Искусство невозможного (в 3-х томах) Т.1 - страница 22

стр.

БЕРЕЗОВСКИЙ: Как я могу себя охарактеризовать? Считаю, что демократия действительно лучше диктатуры. Когда у меня появилась семья, двое детей, я учился в аспирантуре, моя жена не работала, и мы жили на стипендию 100 рублей в месяц. Подрабатывал, конечно. Может быть, все это и оказалось той базой подготовки к рыночной конкуренции. Мне не трудно жить в этой экономике, не трудно отвечать за самого себя.


17 июня 1997 г. Коммерсантъ-Daily, Москва


БОРИС БЕРЕЗОВСКИЙ: ВЫИГРАТЬ ВЫБОРЫ ПРЕЗИДЕНТУ

ПОМОГ МОЛОДОЙ РОССИЙСКИЙ КАПИТАЛ

Год назад закончился первый тур президентских выборов. Перед вторым

туром далеко не все было ясно. Новая президентская команда провела

грандиозную работу, в результате которой была обеспечена победа

Бориса Ельцина. О том, как это было сделано, Борис Березовский

рассказывает обозревателю еженедельника «Коммерсантъ»

Наталии Геворкян.

Коммерсантъ: Вы как-то сами определили свою роль в политике, сказав, что занимаетесь спецпроектами. Думаю, без особой натяжки можно начать с президентской кампании прошлого года. С какого именно момента? БЕРЕЗОВСКИЙ: Наверное, с Давоса в феврале 1996 года. Вернее, с выступления Зюганова. Я тогда поймал себя на мысли, что очень хорошо помнил все те слова, которые он произносил. Всю эту околесицу, лишенную смысла, логики. Мне казалось, что все это безвозвратно осталось в прошлом, что всеми жизнями за коммунистический эксперимент уже заплачено. Но самым шокирующим был энтузиазм, с которым ему внимали крупные западные бизнесмены и политики. Они уже сделали свою ставку. Исторический опыт им ничего не подсказывал.

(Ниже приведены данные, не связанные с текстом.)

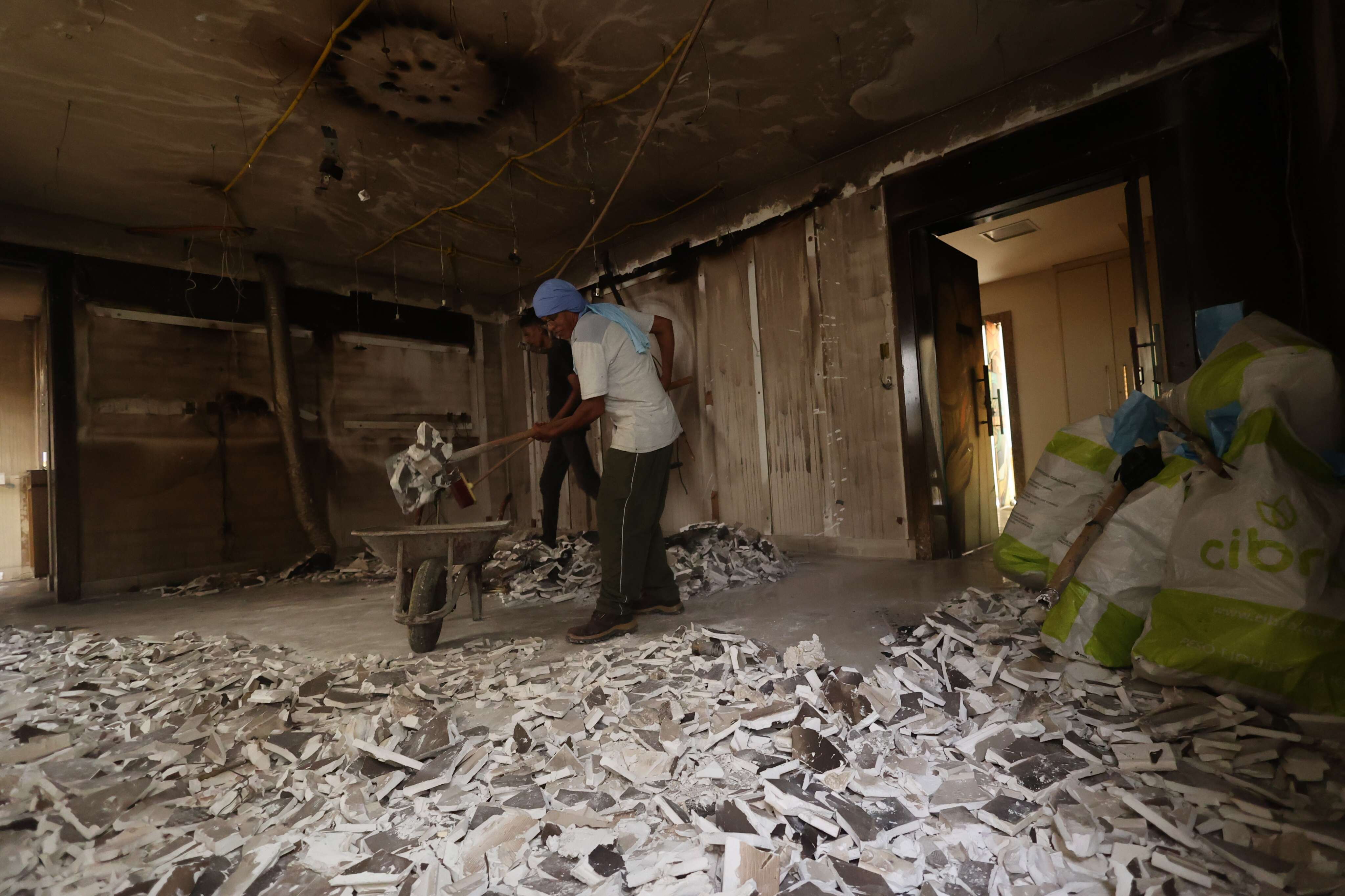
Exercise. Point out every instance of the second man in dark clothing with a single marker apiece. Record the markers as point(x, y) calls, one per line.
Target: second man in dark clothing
point(568, 452)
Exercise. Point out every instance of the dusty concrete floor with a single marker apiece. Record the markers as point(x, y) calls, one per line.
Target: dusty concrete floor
point(847, 602)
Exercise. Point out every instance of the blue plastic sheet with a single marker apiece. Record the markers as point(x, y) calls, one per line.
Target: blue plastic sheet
point(1138, 420)
point(1212, 323)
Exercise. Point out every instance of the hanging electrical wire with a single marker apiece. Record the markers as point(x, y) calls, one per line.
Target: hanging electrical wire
point(649, 129)
point(294, 104)
point(634, 224)
point(513, 159)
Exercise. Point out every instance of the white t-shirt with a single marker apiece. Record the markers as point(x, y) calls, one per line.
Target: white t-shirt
point(606, 360)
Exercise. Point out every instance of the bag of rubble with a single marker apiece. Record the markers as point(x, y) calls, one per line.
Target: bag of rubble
point(1253, 600)
point(1262, 363)
point(1070, 481)
point(1102, 610)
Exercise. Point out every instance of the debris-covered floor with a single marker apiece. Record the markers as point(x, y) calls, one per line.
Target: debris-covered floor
point(688, 761)
point(330, 620)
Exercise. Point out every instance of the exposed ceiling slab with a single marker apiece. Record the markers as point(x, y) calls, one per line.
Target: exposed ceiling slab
point(125, 113)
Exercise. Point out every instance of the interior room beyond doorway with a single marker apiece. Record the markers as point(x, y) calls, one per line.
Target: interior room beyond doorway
point(1056, 293)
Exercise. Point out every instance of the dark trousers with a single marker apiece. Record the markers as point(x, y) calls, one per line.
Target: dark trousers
point(631, 541)
point(568, 452)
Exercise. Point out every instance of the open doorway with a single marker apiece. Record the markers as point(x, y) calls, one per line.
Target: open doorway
point(25, 451)
point(1038, 324)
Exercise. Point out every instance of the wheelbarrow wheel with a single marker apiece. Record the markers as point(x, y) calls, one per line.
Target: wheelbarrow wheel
point(430, 593)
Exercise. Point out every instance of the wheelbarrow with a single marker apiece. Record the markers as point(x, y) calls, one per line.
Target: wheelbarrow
point(433, 565)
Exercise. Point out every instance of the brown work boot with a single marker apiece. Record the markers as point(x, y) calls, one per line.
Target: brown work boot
point(600, 628)
point(654, 605)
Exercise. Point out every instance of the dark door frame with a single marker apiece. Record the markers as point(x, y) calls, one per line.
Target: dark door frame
point(1130, 136)
point(64, 521)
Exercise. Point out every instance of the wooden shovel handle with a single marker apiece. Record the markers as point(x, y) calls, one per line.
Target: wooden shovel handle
point(498, 465)
point(467, 455)
point(1093, 531)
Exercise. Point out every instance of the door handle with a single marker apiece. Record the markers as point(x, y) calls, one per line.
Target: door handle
point(990, 414)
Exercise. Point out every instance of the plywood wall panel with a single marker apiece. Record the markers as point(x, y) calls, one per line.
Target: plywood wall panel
point(864, 424)
point(787, 328)
point(163, 492)
point(386, 383)
point(743, 496)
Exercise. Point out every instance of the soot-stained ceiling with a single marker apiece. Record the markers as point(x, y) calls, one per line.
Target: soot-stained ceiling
point(135, 112)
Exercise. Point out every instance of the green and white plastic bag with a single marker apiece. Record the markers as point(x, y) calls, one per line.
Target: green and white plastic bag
point(1063, 491)
point(1102, 610)
point(1262, 363)
point(1253, 602)
point(1070, 483)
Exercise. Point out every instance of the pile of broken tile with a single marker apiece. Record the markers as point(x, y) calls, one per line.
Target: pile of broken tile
point(705, 558)
point(703, 762)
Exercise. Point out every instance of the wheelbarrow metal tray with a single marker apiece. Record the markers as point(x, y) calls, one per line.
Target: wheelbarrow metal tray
point(473, 542)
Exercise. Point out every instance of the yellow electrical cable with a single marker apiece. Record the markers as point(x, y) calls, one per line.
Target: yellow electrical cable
point(634, 224)
point(294, 104)
point(532, 152)
point(452, 252)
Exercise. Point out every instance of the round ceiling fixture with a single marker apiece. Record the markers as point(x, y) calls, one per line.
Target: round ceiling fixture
point(415, 70)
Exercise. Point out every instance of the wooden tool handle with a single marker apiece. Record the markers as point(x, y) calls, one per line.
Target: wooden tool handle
point(1093, 531)
point(498, 465)
point(467, 455)
point(1202, 448)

— Легенда гласит, что ваши эмоции в Давосе оказались сильнее известной всем вражды с Гусинским?

— Это правда. Я вернулся в свой номер в гостинице Sun Star Park Hotel, снял трубку и позвонил Володе Гусинскому. Надо признаться, он немедленно откликнулся на мое предложение встретиться и пого-

ворить. И вполне разделял те эмоции, которые испытывал я. Это был тот самый момент, когда жесткая конкуренция, разделявшая нас, отошла на второй план перед той опасностью, которая безусловно нас сплачивала. Нам не пришлось тратить время, чтобы научиться говорить на общем языке. Взаимопонимание было полным: угроза возвращения коммунистов требует единства противодействия. Гусинский был не единственным, с кем я переговорил в Давосе. Столь же остро чувствовали ситуацию Володя Виноградов, Миша Ходорковский, Явлинский, Лужков. Чубайс, жестко прокомментировавший на своей знаменитой пресс-конференции восторги по поводу так называемого обновленного коммунизма, выразил то, о чем все мы думали.

— Первый разговор с Чубайсом также произошел в Давосе?

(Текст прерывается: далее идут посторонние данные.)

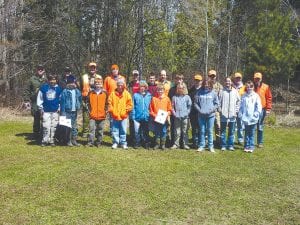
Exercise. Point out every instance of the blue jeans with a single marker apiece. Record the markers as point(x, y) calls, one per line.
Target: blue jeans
point(240, 130)
point(141, 131)
point(230, 138)
point(160, 130)
point(206, 125)
point(73, 117)
point(260, 127)
point(249, 136)
point(119, 131)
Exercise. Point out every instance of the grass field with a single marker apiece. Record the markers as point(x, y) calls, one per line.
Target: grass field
point(102, 186)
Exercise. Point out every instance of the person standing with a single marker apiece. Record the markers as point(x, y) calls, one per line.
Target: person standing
point(140, 115)
point(70, 104)
point(97, 103)
point(87, 84)
point(206, 104)
point(30, 96)
point(249, 113)
point(217, 87)
point(193, 114)
point(239, 86)
point(119, 106)
point(264, 92)
point(160, 102)
point(181, 108)
point(48, 103)
point(229, 108)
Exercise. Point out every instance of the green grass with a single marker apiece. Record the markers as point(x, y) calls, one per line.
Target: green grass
point(102, 186)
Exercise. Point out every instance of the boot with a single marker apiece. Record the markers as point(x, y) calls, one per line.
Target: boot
point(156, 145)
point(74, 141)
point(163, 143)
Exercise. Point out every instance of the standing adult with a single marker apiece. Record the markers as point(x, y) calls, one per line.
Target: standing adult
point(87, 84)
point(229, 108)
point(30, 96)
point(217, 87)
point(264, 92)
point(239, 86)
point(193, 115)
point(206, 103)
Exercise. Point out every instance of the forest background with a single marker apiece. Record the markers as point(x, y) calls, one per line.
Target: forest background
point(149, 35)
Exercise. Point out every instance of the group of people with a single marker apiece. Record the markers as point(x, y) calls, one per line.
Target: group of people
point(167, 109)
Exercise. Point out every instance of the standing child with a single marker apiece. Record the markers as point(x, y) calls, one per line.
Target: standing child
point(70, 104)
point(160, 102)
point(229, 107)
point(97, 104)
point(119, 107)
point(249, 113)
point(181, 108)
point(140, 114)
point(48, 104)
point(206, 103)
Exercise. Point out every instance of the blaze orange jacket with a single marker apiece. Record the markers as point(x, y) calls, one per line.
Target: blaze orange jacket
point(120, 104)
point(97, 105)
point(265, 95)
point(110, 84)
point(163, 103)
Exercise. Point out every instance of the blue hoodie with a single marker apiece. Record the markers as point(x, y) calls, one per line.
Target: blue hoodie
point(206, 102)
point(141, 104)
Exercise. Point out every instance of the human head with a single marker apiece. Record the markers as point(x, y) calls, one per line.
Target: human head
point(152, 78)
point(136, 75)
point(98, 83)
point(257, 78)
point(198, 80)
point(52, 79)
point(92, 67)
point(179, 79)
point(180, 89)
point(40, 70)
point(120, 85)
point(115, 70)
point(143, 86)
point(249, 86)
point(227, 82)
point(163, 75)
point(160, 90)
point(212, 75)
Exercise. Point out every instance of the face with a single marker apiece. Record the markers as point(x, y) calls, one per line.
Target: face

— Да. Он тогда был практически не у дел, если вы помните. Получил, правда, уже несколько предложений и обдумывал их. И все же мне показалось, что ему с сожалением приходилось обдумывать эти предложения. Я встретился с Чубайсом с глазу на глаз. Потом, наверное, он разговаривал и с другими. Я тогда предложил ему попытаться создать некую группу из нас. Даже не то чтобы группу. Я просил объединить нас.

— Почему именно его?

— Потому что мы все ему доверяли. Я имею в виду финансовую элиту. Мы точно знали, что со всеми нами у него были абсолютно формальные отношения, когда он был на государевой службе. Наверное, это было главным — мы не сомневались в его порядочности. Плюс ум, сила, организаторские способности. Он был единственной и единодушной фигурой. И нужно сказать, у Чубайса действительно есть способности. Может быть, он не лучший генератор идей, но что касается анализа, он это делает точнее и быстрее других.

— Какой была его реакция?

— Он мгновенно воспринял то, о чем мы говорили, сказал, что это потрясающе интересно. Потом спросил: «Вы это серьезно?» Я сказал, что серьезно. Он обещал, что будет над этим думать.

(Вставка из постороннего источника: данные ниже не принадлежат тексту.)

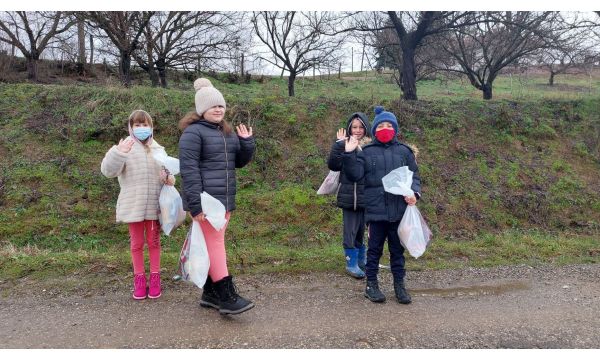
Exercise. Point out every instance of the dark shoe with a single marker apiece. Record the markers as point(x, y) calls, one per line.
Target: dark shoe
point(373, 293)
point(230, 302)
point(402, 295)
point(209, 295)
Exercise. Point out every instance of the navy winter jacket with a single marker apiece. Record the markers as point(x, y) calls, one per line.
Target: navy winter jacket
point(207, 161)
point(350, 194)
point(371, 165)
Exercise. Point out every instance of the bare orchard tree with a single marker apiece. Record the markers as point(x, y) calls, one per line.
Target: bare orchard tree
point(297, 41)
point(124, 29)
point(570, 48)
point(176, 38)
point(497, 40)
point(412, 28)
point(32, 33)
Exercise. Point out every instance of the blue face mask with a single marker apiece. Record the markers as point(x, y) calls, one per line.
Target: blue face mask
point(142, 133)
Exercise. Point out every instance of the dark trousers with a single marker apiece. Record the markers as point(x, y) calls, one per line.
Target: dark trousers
point(378, 232)
point(354, 228)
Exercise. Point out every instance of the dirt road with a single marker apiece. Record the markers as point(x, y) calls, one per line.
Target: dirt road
point(506, 307)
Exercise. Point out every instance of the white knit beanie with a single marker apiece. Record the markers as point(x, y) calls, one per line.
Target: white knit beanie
point(207, 96)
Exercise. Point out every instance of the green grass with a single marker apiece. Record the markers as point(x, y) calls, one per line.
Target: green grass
point(511, 180)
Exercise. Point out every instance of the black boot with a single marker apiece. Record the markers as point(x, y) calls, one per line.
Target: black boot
point(209, 296)
point(373, 293)
point(402, 295)
point(229, 300)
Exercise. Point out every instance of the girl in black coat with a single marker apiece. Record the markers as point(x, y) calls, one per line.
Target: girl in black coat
point(350, 195)
point(209, 153)
point(383, 210)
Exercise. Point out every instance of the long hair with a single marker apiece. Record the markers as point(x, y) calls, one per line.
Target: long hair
point(192, 117)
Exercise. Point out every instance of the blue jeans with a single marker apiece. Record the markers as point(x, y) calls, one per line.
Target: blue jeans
point(378, 232)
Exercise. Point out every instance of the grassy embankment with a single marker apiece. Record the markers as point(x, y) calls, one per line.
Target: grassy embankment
point(508, 181)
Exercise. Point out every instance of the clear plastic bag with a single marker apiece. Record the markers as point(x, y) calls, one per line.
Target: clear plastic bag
point(330, 184)
point(170, 163)
point(399, 182)
point(413, 232)
point(171, 209)
point(193, 259)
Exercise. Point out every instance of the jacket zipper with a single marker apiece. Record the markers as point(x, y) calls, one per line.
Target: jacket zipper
point(354, 196)
point(226, 174)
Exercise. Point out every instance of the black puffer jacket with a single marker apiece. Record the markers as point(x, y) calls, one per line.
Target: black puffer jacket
point(350, 194)
point(207, 161)
point(371, 165)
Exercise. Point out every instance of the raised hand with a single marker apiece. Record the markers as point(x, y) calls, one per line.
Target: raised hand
point(125, 145)
point(243, 132)
point(351, 144)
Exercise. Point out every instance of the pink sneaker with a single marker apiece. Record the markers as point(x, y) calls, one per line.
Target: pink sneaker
point(154, 291)
point(139, 286)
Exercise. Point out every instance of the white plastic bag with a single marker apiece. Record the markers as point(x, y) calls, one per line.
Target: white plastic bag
point(399, 182)
point(413, 232)
point(193, 259)
point(330, 184)
point(170, 163)
point(171, 209)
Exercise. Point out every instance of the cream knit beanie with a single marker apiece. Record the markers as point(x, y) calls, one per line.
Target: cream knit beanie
point(206, 96)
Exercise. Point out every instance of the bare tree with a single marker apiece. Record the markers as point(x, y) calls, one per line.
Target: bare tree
point(174, 39)
point(494, 41)
point(124, 29)
point(297, 41)
point(32, 33)
point(412, 30)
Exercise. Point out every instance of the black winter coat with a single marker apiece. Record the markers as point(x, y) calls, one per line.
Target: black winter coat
point(371, 165)
point(207, 161)
point(350, 193)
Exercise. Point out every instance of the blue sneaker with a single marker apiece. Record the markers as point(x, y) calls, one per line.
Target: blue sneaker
point(352, 264)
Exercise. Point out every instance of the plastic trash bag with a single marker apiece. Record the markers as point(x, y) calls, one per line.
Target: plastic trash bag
point(330, 184)
point(193, 259)
point(399, 182)
point(171, 209)
point(170, 163)
point(413, 232)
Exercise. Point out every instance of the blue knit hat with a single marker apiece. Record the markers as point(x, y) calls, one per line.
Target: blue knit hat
point(381, 116)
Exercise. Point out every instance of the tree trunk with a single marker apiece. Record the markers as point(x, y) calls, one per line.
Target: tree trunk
point(81, 43)
point(153, 76)
point(242, 67)
point(32, 62)
point(162, 72)
point(291, 81)
point(487, 91)
point(409, 75)
point(91, 50)
point(125, 68)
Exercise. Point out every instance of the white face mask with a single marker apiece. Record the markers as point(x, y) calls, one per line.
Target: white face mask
point(142, 133)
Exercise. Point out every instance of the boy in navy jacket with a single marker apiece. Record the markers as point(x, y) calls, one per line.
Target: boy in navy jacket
point(383, 210)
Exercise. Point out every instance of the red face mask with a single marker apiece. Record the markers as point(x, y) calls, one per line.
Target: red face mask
point(385, 135)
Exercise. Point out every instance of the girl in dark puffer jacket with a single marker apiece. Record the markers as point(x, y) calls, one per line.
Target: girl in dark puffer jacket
point(350, 195)
point(209, 153)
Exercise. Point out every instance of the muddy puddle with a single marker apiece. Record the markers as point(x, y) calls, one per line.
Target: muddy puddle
point(476, 290)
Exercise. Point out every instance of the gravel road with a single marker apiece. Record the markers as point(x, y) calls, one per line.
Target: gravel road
point(503, 307)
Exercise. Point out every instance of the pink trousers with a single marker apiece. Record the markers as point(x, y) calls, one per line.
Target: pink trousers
point(215, 245)
point(137, 240)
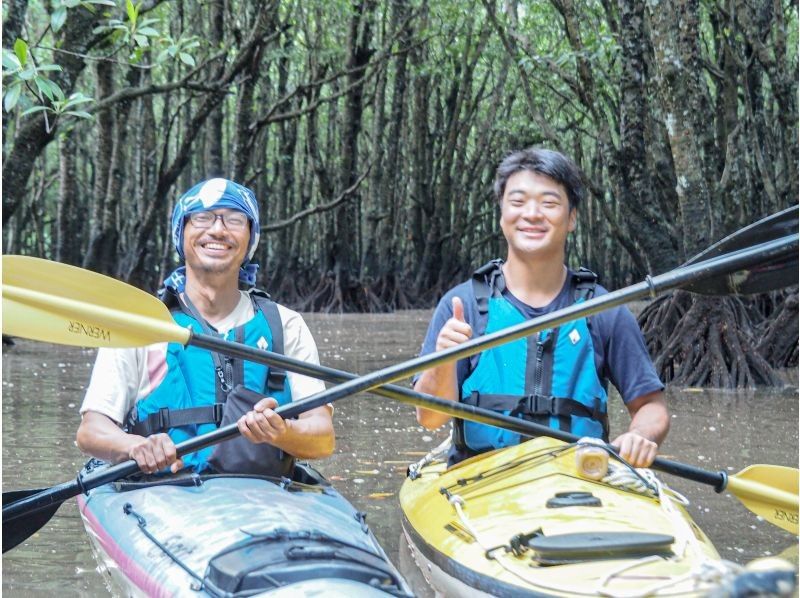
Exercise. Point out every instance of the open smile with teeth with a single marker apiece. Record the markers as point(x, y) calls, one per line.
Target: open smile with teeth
point(538, 230)
point(215, 247)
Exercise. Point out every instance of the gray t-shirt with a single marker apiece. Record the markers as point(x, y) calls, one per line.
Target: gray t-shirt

— Какова была все-таки основная мысль вашего разговора с Чубайсом, что конкретно вы ему предлагали?

— Объединить нас всех, чтобы создать, скажем так, интеллектуальный центр, противостоящий оппозиции. Новый интеллектуальный центр. Он начал складываться в Давосе.

— Стоило ли так далеко уезжать, чтобы реально оценить ситуацию в собственной стране?